Tokyo-based Coubic (pronounced ‘coo-bic’), the startup behind a freemium scheduling and appointment booking solution under the same name, unveiled an Android app on Wednesday. Merchants using the platform can easily manage appointments with their customers, as with the iOS app that the company had introduced before. The Android version is available in Japanese, English, and Korean; these languages are also supported for customers booking with merchants via the web-based user interface. Both Android and iOS apps are available worldwide over iTunes AppStore and Google Play.
Coubic provides online scheduling and appointment booking solutions, helping merchants set up a web page receiving appointments from customers and managing these appointments. Paying merchants can remove banner ads from their web page, export appointment records in CSV format, and monitor access statistics using Google Analytics.
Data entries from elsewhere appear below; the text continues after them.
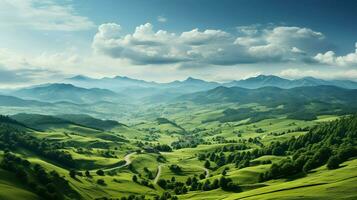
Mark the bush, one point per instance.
(100, 172)
(334, 162)
(101, 182)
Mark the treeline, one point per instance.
(47, 185)
(194, 184)
(12, 138)
(331, 143)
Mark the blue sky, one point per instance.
(165, 40)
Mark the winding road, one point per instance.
(127, 160)
(206, 172)
(158, 174)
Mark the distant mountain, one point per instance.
(303, 103)
(191, 85)
(117, 83)
(66, 92)
(275, 81)
(37, 121)
(274, 96)
(18, 102)
(140, 89)
(41, 122)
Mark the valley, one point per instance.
(220, 143)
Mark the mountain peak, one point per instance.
(191, 79)
(79, 78)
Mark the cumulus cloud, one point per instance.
(42, 15)
(208, 47)
(161, 19)
(331, 58)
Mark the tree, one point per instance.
(207, 164)
(72, 173)
(100, 172)
(333, 162)
(101, 182)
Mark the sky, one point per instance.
(165, 40)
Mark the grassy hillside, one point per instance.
(179, 155)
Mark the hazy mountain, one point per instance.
(88, 121)
(66, 92)
(139, 89)
(274, 96)
(191, 85)
(275, 81)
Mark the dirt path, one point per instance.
(158, 174)
(127, 160)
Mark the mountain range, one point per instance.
(191, 84)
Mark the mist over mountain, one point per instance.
(66, 92)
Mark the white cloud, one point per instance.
(330, 58)
(161, 19)
(42, 15)
(208, 47)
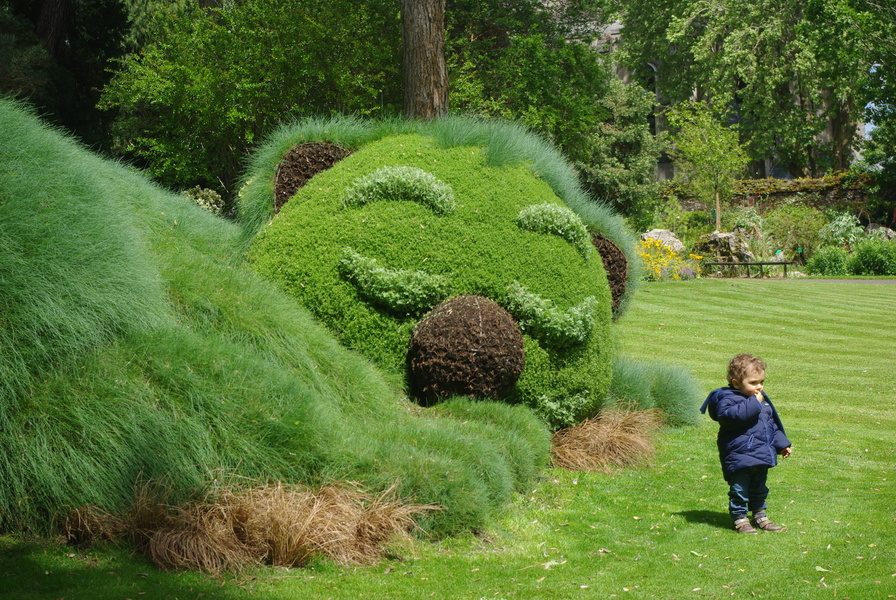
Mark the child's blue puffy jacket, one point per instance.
(750, 433)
Because of the announcement that this is part of their effort supporting the global market, we asked the Coubic team if they can find any unique user needs from outside Japan. In response to this question, they told us that one of their users in Los Angeles uses Coubic to receive booking for her kimono rental and dressing service, where local people can enjoy the kimono experience and take pictures of themselves sporting the Japanese tradition. The team added that more accommodation or sightseeing businesses using Coubic are increasing in Japan.
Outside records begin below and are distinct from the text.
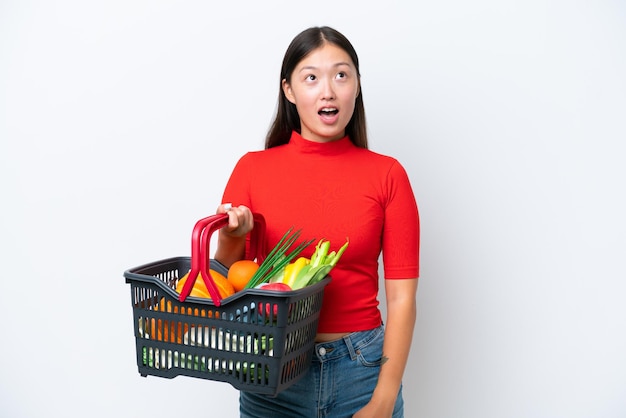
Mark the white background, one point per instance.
(121, 120)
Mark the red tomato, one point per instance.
(280, 287)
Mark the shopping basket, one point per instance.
(257, 340)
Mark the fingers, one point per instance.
(240, 219)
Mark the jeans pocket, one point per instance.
(371, 354)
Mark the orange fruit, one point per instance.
(199, 287)
(240, 273)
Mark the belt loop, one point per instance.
(348, 341)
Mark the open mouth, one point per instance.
(328, 111)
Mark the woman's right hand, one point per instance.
(240, 220)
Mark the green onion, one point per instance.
(277, 259)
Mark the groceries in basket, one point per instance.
(253, 325)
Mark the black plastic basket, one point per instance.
(257, 340)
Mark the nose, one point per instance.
(328, 92)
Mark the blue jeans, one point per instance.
(340, 381)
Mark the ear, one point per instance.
(288, 92)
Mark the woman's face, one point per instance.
(323, 87)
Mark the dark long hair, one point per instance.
(287, 118)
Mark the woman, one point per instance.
(318, 175)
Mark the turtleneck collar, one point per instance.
(321, 148)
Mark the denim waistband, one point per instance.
(349, 345)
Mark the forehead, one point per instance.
(327, 55)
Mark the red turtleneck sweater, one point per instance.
(336, 191)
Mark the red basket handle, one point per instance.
(200, 239)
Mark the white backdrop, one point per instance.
(121, 120)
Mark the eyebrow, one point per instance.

Though the recent yen weakening is expected to boost the increase of foreign visitors to Japan this year, Coubic will help more merchants eliminate language barriers in better serving these visitors. In Japan, it is common to make an appointment before visiting massage shops, hair salons, or dental clinics. However, other businesses may require an advance appointment of customers while not others due to the differences in business practices that vary from country to country. As Coubic can nurture a global user base, we can learn about these geographical trends from their statistical analysis.